EOG popped up on my radar by chance because of the drop, but I've been looking into taking several positions in oilers (having taken some HUR today), have to ride the wave with oil prices as they seem to be the only defensive stocks during this terrible time.
Haven't taken a position yet and will probably sit on the sidelines for a bit but I have been soaking in the information on the placing and reading some of the views, if the information on Serenity is accurate, the placing may be a necessary evil.
As crappy as the placing price is, they tend to be the launchpad to making some successful profits, even if you set a low-exit price, if I was an existing holder I would just average down as much as possible over the next few months, I think in this market leading up to Q3, most people will be able to get out at possibly 5-6p, the only issue is the opportunity cost of the time it takes to reach that level.
MSCI removing Russian equities but does that relate to British companies operating in Russia? Will be interesting to see the distinction.

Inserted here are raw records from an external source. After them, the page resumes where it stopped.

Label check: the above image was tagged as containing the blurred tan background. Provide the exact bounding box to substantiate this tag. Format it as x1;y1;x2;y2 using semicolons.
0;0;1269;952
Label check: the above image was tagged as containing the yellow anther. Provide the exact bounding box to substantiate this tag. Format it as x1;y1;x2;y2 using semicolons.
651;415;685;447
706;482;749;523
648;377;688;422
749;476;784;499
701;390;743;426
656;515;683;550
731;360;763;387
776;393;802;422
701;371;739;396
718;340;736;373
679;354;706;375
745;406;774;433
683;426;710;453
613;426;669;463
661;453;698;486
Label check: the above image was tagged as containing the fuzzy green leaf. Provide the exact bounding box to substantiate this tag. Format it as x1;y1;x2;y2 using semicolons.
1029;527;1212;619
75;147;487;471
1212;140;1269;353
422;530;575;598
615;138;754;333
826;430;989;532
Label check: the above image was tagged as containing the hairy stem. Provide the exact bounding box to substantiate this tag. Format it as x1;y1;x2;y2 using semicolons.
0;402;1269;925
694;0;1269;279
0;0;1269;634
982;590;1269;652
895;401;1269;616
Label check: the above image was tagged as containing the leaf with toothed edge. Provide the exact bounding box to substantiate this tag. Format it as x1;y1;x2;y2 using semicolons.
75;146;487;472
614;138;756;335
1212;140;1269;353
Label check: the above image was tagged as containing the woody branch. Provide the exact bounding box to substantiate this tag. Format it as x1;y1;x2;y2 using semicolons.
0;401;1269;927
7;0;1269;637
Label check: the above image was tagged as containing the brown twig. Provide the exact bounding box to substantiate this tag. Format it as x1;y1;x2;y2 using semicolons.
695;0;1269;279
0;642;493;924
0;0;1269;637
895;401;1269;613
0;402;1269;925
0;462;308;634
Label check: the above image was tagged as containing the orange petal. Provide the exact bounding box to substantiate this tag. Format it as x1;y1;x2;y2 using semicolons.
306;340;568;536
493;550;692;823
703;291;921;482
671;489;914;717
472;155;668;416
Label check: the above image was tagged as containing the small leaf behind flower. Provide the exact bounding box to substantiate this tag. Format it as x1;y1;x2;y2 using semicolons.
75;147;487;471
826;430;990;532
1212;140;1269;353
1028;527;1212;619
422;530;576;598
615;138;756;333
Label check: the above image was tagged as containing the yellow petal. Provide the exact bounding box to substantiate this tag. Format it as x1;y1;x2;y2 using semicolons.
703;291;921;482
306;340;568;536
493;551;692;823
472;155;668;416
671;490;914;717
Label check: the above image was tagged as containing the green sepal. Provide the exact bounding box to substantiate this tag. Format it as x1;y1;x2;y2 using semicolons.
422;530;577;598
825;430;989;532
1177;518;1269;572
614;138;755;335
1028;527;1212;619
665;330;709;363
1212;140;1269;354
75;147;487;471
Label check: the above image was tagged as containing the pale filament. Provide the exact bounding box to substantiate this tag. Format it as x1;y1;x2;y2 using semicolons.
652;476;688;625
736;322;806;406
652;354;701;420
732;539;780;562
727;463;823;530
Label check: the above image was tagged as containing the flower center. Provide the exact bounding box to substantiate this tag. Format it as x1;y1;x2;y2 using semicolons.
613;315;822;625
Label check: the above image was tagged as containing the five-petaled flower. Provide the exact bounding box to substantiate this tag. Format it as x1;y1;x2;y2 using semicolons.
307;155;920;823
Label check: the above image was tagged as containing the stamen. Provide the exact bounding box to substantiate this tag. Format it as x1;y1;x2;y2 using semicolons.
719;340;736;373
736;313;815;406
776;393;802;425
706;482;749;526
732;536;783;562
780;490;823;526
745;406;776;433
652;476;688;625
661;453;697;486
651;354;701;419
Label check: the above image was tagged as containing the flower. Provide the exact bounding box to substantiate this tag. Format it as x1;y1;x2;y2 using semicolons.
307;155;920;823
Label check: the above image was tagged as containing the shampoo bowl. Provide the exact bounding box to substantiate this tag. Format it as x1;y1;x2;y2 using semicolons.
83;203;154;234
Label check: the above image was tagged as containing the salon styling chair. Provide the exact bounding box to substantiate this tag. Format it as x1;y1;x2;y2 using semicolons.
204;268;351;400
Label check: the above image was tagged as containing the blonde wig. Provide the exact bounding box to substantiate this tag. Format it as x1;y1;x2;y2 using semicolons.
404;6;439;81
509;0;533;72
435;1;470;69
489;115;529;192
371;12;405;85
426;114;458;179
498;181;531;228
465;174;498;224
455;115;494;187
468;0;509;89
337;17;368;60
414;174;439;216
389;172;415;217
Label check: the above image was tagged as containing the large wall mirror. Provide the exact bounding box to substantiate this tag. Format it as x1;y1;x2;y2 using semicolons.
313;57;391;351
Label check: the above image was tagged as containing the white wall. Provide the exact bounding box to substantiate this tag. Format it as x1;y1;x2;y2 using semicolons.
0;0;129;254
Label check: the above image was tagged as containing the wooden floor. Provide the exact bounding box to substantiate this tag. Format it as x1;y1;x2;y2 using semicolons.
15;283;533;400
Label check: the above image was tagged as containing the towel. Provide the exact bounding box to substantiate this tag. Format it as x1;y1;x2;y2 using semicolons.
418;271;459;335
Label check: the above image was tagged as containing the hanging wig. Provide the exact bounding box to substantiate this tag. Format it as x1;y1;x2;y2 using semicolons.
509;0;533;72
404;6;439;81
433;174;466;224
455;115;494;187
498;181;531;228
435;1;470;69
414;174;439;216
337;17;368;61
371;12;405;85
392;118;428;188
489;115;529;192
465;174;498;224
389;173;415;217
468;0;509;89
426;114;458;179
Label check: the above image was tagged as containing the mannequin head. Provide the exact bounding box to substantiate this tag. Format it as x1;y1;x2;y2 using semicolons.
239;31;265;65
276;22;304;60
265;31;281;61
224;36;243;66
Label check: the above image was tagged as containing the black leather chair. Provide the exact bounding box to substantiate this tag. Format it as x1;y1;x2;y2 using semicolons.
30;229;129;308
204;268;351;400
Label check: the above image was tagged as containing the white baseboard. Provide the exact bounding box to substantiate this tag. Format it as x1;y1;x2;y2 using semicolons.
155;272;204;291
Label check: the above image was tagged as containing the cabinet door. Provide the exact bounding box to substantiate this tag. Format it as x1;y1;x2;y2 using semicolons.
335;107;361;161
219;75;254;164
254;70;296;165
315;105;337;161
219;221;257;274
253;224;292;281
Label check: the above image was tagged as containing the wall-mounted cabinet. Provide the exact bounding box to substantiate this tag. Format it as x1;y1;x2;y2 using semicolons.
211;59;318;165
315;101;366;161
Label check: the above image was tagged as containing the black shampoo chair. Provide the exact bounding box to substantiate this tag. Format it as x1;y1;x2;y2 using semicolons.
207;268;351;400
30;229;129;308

On a similar note, are all of BlackRocks holdings automated? I remember that BlackRock used to release loads of those 8.3s during the FSP which generally were increasing the holdings each day, but BlackRock clients were shorting quite often which would display on the 8.3. Now that EUA are no longer in a FSP, obviously that requirement to disclose has suddenly disappeared on a daily basis.
Do all of the BR holdings automatically begin to dump once the MSCI is re-balanced?
I think people are waiting for the next operational update to see the bopd and water cut, if it remains stable, the share price should hit 10p quite easily whilst oil prices keep rising.
I'm intrigued as to why HUR hasn't been taken over yet, I'm pretty sure CA have suitors lined up and their own target price for exit, could be that any suitors are waiting to see how well production is going over the next few months before they come in, or CA may be trying to avoid a low-ball offer as they see an opportunity at 20-25p.